Posted: Sat Aug 06, 2022 3:11 am
by John T
mlinssen wrote: Fri Aug 05, 2022 8:46 pm
That's what hateful right-wing evangelicals do, they associate Evil with left-wing - because their "Christianity" is not settled in faith that comes from love, but in politics that come from "religion"
So, you are saying all pagan worshipers are right-wing?
Emperors like Nero who burn Christians alive were right-wing?

Anarchists are extreme right-wing and very much evil.

Rome during the fore-mention time period (100-300 CE) was pro-pagan and anti-Christian.
The government of Rome was a political force. Where they left-wing or right-wing?

Re: Death by Burning, c.100-300 AD

Posted: Sat Aug 06, 2022 3:31 am
by schillingklaus
Of course there was no such thing as Christian martyrdom before the rule of Decius, even maybe Diocletian, as already figured by Stuart G. Waugh; and this was for thre refusal to sacrifice to certain gods in times of war, not for any particularity of Christian faith.

The onebiggest lie of Hollywood is of course that of Nero's measures against Christians.

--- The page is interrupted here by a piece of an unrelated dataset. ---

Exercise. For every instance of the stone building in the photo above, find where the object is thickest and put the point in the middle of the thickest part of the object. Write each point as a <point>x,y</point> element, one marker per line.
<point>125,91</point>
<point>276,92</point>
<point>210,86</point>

Re: Death by Burning, c.100-300 AD

Posted: Sat Aug 06, 2022 3:49 am
by andrewcriddle
I can't find any examples of a Christian government killing by burning a heretic before the year 1000 CE. (I am excluding death by burning for offences other than heresy and execution for heresy by means other than burning. )

After 1000 we have examples in East and West. Basil the Bogomil was burnt in 1110 in Byzantium.
In 1022 supposed heretics were apparently burnt in Orleans.
The routine use of this method of execution for heresy develops in the West in the late 1100's.

Andrew Criddle

Re: Death by Burning, c.100-300 AD

Posted: Sat Aug 06, 2022 3:50 am
by ABuddhist
John T wrote: Sat Aug 06, 2022 3:11 am
mlinssen wrote: Fri Aug 05, 2022 8:46 pm
That's what hateful right-wing evangelicals do, they associate Evil with left-wing - because their "Christianity" is not settled in faith that comes from love, but in politics that come from "religion"
So, you are saying all pagan worshipers are right-wing?
Emperors like Nero who burn Christians alive were right-wing?

Anarchists are extreme right-wing and very much evil.

Rome during the fore-mention time period (100-300 CE) was pro-pagan and anti-Christian.
The government of Rome was a political force. Where they left-wing or right-wing?
mlinssen is claiming to explain your views, not to believe your views. You are free to explain to us why you described a certain group of pagans as left-wing here:
John T wrote: Fri Aug 05, 2022 5:16 pm It was done not by Christians but rather by left-wing pagan worshipers.